Sacks of grains were loaded on board a vessel owned by North Front Shipping (common carrier); the
consignee: Republic Floor Mills. The vessel was inspected by representatives of the shipper prior to the
transport and was found fitting to carry the cargo; it was also issued a Permit to Sail. The goods were
successfully delivered but it was not immediately unloaded by the consignee. There were a shortage of
23.666 metric tons and some of the merchandise was already moldy and deteriorating. Hence, the
consignee rejected all the cargo and demanded payment of damages from the common carrier. Upon
refusal, the insurance companies (petitioners) were obliged to pay. Petitioners now allege that there
was negligence on the part of the carrier. The trial court ruled that only ordinary diligence was required
since the charter-party agreement converted North Front Shipping into a private carrier.

Issues:

WON North Front Shipping is a common carrier. If indeed, did it fail to exercise the required diligence
and thus should be held liable?

Held:

North Front Shipping is a common carrier. Thus, it has the burden of proving that it observed
extraordinary diligence in order to avoid responsibility for the lost cargo.

The charter-party agreement between North Front Shipping Services, Inc., and Republic Flour Mills
Corporation did not in any way convert the common carrier into a private carrier. A “charter-party” is
defined as a contract by which an entire ship, or some principal part thereof, is let by the owner to
another person for a specified time or use x x x

Having been in the service since 1968, the master of the vessel would have known at the outset that
corn grains that were farm wet and not properly dried would eventually deteriorate when stored in
sealed and hot compartments as in hatches of a ship. Equipped with this knowledge, the master of the
vessel and his crew should have undertaken precautionary measures to avoid or lessen the cargo’s
possible deterioration as they were presumed knowledgeable about the nature of such cargo.

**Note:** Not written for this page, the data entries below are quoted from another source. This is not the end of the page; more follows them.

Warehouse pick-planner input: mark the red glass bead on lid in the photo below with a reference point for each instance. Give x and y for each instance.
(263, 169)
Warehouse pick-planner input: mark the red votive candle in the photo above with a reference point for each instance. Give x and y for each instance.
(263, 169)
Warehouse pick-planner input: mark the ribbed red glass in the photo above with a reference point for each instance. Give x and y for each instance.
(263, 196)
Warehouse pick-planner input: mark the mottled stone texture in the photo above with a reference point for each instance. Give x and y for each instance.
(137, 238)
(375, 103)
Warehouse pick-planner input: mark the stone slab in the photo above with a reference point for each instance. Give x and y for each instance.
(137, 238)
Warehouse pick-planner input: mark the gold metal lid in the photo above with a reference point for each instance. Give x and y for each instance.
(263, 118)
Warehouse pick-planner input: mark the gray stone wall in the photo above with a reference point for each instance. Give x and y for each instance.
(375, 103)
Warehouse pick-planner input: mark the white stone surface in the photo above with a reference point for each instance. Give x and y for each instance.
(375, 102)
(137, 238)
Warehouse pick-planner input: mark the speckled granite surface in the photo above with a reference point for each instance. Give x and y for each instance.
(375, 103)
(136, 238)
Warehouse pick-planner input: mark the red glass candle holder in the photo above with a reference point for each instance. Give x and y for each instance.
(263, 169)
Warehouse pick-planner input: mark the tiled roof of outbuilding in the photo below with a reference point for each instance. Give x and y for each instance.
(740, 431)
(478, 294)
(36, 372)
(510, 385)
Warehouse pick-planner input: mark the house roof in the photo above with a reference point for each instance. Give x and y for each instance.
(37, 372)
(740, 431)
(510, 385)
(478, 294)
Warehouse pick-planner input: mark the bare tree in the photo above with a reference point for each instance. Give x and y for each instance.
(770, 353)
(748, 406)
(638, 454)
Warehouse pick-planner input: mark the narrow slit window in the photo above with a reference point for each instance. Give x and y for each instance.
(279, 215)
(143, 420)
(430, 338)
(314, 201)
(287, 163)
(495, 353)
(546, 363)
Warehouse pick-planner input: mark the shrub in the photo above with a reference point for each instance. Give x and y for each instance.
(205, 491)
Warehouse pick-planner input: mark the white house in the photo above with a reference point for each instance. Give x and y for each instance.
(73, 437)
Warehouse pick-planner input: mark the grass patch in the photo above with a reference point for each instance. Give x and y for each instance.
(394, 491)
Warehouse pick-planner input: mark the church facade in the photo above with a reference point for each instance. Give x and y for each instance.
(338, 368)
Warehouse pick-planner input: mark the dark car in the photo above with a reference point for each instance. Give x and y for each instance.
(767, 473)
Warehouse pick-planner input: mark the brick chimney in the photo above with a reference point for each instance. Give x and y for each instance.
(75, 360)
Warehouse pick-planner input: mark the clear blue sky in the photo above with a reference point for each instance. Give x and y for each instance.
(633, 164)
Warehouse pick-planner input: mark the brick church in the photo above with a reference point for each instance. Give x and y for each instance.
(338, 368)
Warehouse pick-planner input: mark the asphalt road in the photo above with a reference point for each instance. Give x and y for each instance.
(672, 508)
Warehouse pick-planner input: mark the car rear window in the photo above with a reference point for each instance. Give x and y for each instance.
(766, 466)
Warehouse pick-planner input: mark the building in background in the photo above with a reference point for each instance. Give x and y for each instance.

But none of such measures was taken.

It did not even endeavor to establish that the loss, destruction or deterioration of the goods was due to
the following: (a) flood, storm, earthquake, lightning, or other natural disaster or calamity; (b) act of the
public enemy in war, whether international or civil; © act or omission of the shipper or owner of the
goods; (d) the character of the goods or defects in the packing or in the containers; (e) order or act of
competent public authority. This is a closed list. If the cause of destruction, loss or deterioration is other
than the enumerated circumstances, then the carrier is rightly liable therefor.

However, the destruction, loss or deterioration of the cargo cannot be attributed solely to the carrier.
The consignee Republic Flour Mills Corporation is guilty of contributory negligence. It was seasonably
notified of the arrival of the barge but did not immediately start the unloading operations.